Rwanda genocide suspect arrested

KAMPALA: Ugandan authorities have detained top Rwandan genocide suspect Idelphonse Nizeyimana, the so-called Butcher of Butare, officials said Tuesday.

The United States had offered a five million dollar reward for the capture of Nizeyimana, a former Rwandan army intelligence officer and one of the four most wanted suspects on an International Criminal Tribunal for Rwanda (ICTR) list.

Nizeyimana, who was captured Monday in a Kampala hotel, served as an intelligence officer in the southern university town of Butare at the time of the mass killings in which an estimated 800,000 people died in 100 days in 1994.

He is wanted for genocide, complicity to commit genocide and direct and public incitement to commit genocide.
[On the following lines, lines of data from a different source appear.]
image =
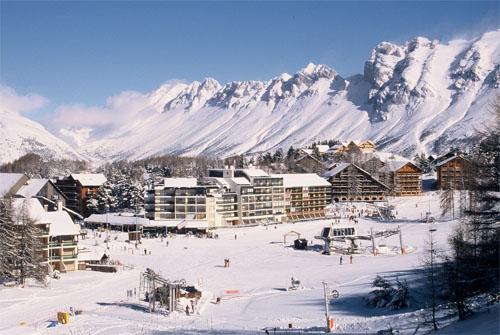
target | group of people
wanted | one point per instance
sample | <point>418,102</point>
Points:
<point>188,311</point>
<point>341,259</point>
<point>131,293</point>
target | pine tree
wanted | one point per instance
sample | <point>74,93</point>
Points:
<point>7,240</point>
<point>29,249</point>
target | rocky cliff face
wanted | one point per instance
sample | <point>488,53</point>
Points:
<point>422,95</point>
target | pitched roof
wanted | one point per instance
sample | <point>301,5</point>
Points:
<point>342,166</point>
<point>322,148</point>
<point>307,151</point>
<point>450,159</point>
<point>240,181</point>
<point>32,187</point>
<point>308,156</point>
<point>253,172</point>
<point>180,182</point>
<point>302,180</point>
<point>60,223</point>
<point>392,161</point>
<point>89,179</point>
<point>8,181</point>
<point>116,220</point>
<point>338,168</point>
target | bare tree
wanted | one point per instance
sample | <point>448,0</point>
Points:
<point>7,240</point>
<point>29,249</point>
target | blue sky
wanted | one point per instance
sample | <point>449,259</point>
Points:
<point>84,52</point>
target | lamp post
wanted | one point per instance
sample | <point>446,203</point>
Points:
<point>332,295</point>
<point>433,289</point>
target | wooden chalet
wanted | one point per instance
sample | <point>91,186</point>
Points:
<point>402,176</point>
<point>352,183</point>
<point>453,173</point>
<point>78,188</point>
<point>308,164</point>
<point>306,195</point>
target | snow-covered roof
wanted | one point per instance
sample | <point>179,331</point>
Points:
<point>8,181</point>
<point>240,181</point>
<point>301,180</point>
<point>308,156</point>
<point>307,151</point>
<point>450,159</point>
<point>116,220</point>
<point>89,179</point>
<point>322,148</point>
<point>254,172</point>
<point>223,182</point>
<point>32,187</point>
<point>60,223</point>
<point>392,161</point>
<point>180,182</point>
<point>336,169</point>
<point>93,254</point>
<point>196,224</point>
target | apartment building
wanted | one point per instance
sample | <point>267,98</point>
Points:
<point>402,176</point>
<point>306,195</point>
<point>177,198</point>
<point>260,196</point>
<point>58,234</point>
<point>352,183</point>
<point>454,173</point>
<point>78,188</point>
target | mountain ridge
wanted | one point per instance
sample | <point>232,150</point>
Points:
<point>420,96</point>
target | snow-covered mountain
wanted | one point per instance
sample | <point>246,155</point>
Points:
<point>420,96</point>
<point>20,135</point>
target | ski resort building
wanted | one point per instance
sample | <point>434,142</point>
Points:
<point>59,234</point>
<point>10,183</point>
<point>306,195</point>
<point>352,183</point>
<point>307,163</point>
<point>260,196</point>
<point>402,176</point>
<point>18,185</point>
<point>453,173</point>
<point>177,198</point>
<point>353,146</point>
<point>78,188</point>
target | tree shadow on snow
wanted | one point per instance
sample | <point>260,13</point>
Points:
<point>130,305</point>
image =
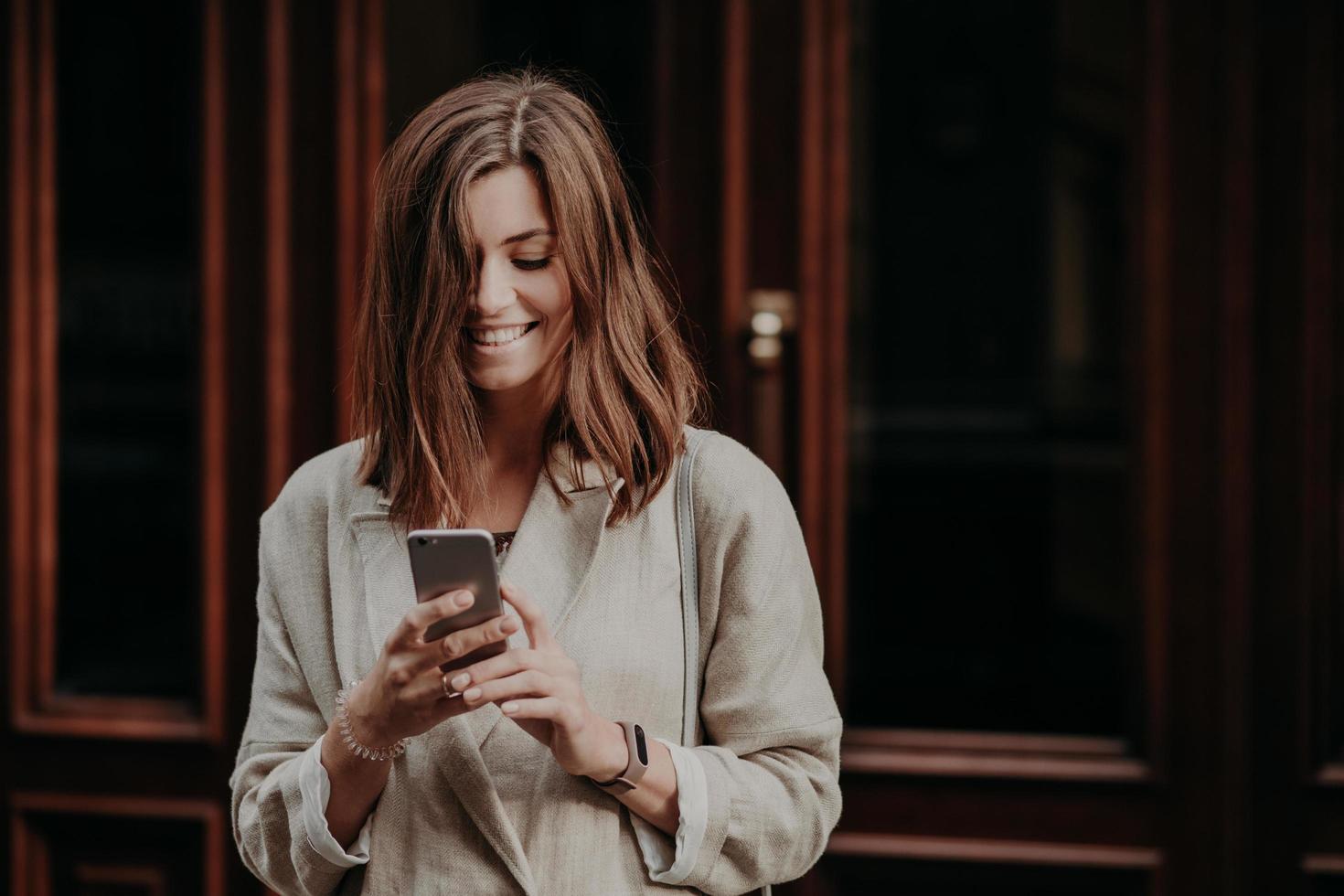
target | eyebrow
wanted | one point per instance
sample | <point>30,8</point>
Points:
<point>528,234</point>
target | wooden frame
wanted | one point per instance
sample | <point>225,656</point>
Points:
<point>30,855</point>
<point>35,704</point>
<point>823,458</point>
<point>360,128</point>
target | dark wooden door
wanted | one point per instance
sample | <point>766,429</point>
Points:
<point>1047,338</point>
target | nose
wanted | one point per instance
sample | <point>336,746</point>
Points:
<point>494,292</point>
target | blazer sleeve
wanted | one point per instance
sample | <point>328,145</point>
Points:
<point>772,729</point>
<point>283,721</point>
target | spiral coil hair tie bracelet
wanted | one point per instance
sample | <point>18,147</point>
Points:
<point>379,753</point>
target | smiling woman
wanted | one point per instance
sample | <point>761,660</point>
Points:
<point>519,371</point>
<point>523,316</point>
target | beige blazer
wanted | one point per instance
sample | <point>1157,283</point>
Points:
<point>476,805</point>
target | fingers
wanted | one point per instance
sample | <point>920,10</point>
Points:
<point>459,644</point>
<point>527,683</point>
<point>532,615</point>
<point>506,664</point>
<point>409,632</point>
<point>551,709</point>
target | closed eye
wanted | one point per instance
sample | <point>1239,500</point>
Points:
<point>531,263</point>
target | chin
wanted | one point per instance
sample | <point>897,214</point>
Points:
<point>503,380</point>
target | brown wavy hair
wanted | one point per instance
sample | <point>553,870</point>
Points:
<point>628,379</point>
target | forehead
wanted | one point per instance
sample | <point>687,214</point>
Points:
<point>506,202</point>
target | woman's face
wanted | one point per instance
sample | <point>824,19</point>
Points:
<point>520,316</point>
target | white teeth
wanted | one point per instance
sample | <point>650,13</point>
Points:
<point>500,336</point>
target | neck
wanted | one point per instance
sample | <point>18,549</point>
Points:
<point>514,425</point>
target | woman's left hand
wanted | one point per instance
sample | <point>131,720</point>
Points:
<point>539,688</point>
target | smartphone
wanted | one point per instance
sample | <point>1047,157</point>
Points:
<point>449,560</point>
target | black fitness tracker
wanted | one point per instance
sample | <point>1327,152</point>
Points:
<point>638,763</point>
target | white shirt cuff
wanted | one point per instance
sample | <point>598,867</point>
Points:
<point>316,789</point>
<point>669,860</point>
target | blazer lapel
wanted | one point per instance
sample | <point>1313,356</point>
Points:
<point>549,559</point>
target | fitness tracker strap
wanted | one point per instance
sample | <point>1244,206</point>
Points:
<point>638,763</point>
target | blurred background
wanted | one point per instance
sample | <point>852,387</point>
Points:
<point>1032,306</point>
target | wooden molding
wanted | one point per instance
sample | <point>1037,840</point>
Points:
<point>360,133</point>
<point>31,852</point>
<point>995,850</point>
<point>33,475</point>
<point>989,755</point>
<point>824,312</point>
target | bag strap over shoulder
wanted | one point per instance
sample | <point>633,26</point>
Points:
<point>689,587</point>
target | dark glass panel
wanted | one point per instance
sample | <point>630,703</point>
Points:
<point>129,208</point>
<point>992,455</point>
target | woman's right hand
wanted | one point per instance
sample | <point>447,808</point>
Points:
<point>403,695</point>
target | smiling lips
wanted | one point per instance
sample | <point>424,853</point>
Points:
<point>499,335</point>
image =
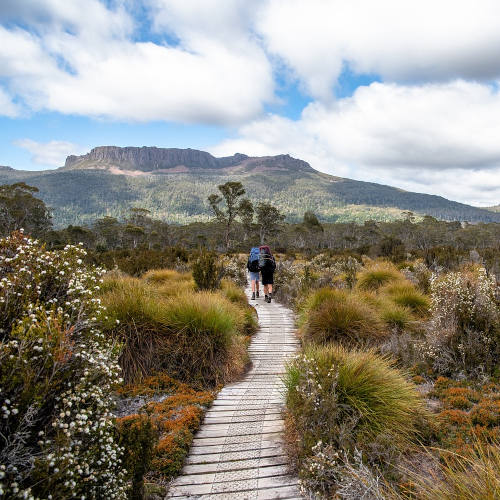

Nizeyimana, a Hutu, is accused of being one of the two leading planners of massacres in Butare, notably of ethnic Tutsi students and lecturers at the university and of ordering the execution of Queen Rosalie Gicanda, the widow of King Mutara III and a figure revered by Tutsis.

Massacres began later in Butare than in other parts of Rwanda. Hutus and Tutsis had lived there in harmony there and it was only after the removal and execution of the local prefect that the killings started.

Nizeyimana was handed over to authorities of the Tanzania-based ICTR.

"We got him. He was in a hotel and our intelligence located him. Through Interpol the police was able to identify him (and check) that he was the one on the wanted list," Ugandan police spokeswoman Judith Nabakooba told AFP.

The other top fugitives on the ICTR list are Felicien Kabuga, the suspected genocide financier, former defence minister Augustin Bizimana and Protais Mpiranya who commanded the presidential guard.

Nizeyimana is also on a United States list of Rwandan genocide suspects with a five million-dollar (3.5 million-euro) bounty on his head.

Rwandan prosecution spokesman Augustin Nkusi welcomed Nzeyimana's capture but said Rwandan authorities would prefer that he be extradited to face trial at the scene of his crimes.

Nizeyimana was captured after a tip-off and did not resist arrest, the deputy chief of Uganda Interpol, Elly Womanya, said.

His arrest was a collaborative work between the ICTR, Interpol and Ugandan authorities.

"He is in the custody of the ICTR," Roland Amoussouga, a spokesman for the tribunal told AFP in Arusha, Tanzania.

Police said Nizeyimana arrived in Uganda around October 1 from neighbouring Democratic Republic of Congo (DRC) and may have been heading for Nairobi or Tanzania.

Since the recent thaw in Rwanda-DR Congo relations, Kinshasa has been under pressure to hand over to the ICTR suspected organisers of the genocide hiding there.